I work with this solution in the following manner:
Offline:
1. Harvest from some source.
2. Harvest from some other source.
3. Run record combination algorithm.
4. Run data analysis algorithm.
5. Harvest from yet another source.
6. Run record combination algorithm.
7. Run data analysis algorithm.
8. etc…
Online:
Query only from records with a null source.
For further reading see also Database Anti Patterns.
Why not –
source
{
id
type (website or … can be normalized to type_id)
name
… (timestamp or whatever else is source appropriate)
}
item
{
id
name
…(whatever is unique across all sources)
}
itemfromsource
{
id
source_id
item_id
}
@jack9:
First, thank you for your comment and proposed solution.
Regarding normalization, I just didn’t describe it to clarify of the actual problem and proposed solutions.
Regarding your solution, since I ended up using solution 1**, I had a one-to-many mapping between items and sources, not many-to-many as you suggest. If I understand your idea correctly, you suggest keeping only the combined (final) data, and using a join table to keep track of all sources involved in creating a combined record.
There are two problems with this: (a) You don’t keep the source data, for later analysis. If you do, I don’t see a way to differentiate between source records and final records. (b) For a final record, you can’t seem to be able to tell for a single field what is its source. You can change your solution by adding a field_name to itemfromsource, but I don’t think the resulting solution is pretty elegant.
Just something to consider, but this type of “non-normal” data structure is something that couchdb would be great at.

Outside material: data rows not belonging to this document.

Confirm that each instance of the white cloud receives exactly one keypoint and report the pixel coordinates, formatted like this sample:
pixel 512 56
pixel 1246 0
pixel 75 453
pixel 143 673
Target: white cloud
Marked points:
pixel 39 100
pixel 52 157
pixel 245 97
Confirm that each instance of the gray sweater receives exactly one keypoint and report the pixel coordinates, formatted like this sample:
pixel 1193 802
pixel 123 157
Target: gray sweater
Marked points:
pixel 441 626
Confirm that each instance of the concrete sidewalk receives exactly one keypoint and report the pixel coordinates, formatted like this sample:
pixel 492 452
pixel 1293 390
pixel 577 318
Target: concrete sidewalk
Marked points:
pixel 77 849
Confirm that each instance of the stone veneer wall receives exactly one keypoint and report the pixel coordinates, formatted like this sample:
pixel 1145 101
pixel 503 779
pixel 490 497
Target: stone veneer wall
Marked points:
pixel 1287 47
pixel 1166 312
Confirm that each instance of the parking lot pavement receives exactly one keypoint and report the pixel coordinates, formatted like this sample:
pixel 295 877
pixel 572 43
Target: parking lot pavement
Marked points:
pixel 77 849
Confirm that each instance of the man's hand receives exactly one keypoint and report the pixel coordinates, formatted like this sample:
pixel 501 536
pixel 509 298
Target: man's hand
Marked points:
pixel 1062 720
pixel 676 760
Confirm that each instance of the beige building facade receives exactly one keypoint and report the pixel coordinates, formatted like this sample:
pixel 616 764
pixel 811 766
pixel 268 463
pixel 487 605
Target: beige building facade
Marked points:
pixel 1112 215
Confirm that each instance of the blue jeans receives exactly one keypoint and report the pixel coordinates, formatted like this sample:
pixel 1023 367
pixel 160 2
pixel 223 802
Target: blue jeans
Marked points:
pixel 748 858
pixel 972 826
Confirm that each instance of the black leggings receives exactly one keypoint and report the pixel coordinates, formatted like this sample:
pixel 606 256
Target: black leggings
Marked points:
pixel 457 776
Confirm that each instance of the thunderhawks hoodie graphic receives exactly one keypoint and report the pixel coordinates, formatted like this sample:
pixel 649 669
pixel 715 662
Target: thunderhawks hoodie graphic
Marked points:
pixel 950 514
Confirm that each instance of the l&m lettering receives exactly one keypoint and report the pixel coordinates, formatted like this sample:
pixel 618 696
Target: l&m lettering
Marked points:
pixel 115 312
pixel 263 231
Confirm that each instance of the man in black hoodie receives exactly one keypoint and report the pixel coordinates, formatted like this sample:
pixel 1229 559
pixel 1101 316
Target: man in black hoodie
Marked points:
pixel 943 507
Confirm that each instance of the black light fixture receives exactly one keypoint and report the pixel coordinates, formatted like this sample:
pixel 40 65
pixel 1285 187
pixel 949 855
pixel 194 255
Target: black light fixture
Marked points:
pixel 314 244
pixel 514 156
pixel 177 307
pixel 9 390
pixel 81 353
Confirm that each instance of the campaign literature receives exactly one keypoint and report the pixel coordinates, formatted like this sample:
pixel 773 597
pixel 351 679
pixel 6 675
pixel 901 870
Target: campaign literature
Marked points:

You could have a “generic entity” entry and then programmatically check for the existence of other document attributes and expand your behavior if they exist.
@Jay:
Actually, before I started working on the database, I considered using couchdb, and rejected it. I did so because:
1. It didn’t seem “ready enough” for me.
2. I did not find anyone I know who already worked with it (or knew about it, for that matter. I was the one telling them about it!).
3. My hosting doesn’t support it.
4. Relational databases are good enough.
Now, under other circumstances, being the first one “in my neighborhood” to use it could be really fun, but I thought that for my startup it isn’t the right way to go. It is an unnecessary risk, with not much to gain (See point no. 4).
So I decided that for this startup I’d keep to sql, and for my next fun project I would acquaint myself with couchdb.
As for your actual suggestion: I’m not well versed in couchdb usage, but I’m not sure I like it. Since when querying for records I usually don’t want to get the extra baggage of source records/data. I know I might be optimizing prematurely but I think this solution is a bit too heavy. Also, it seems to me this solution would keep source data and final data in different forms, which would make it harder to process.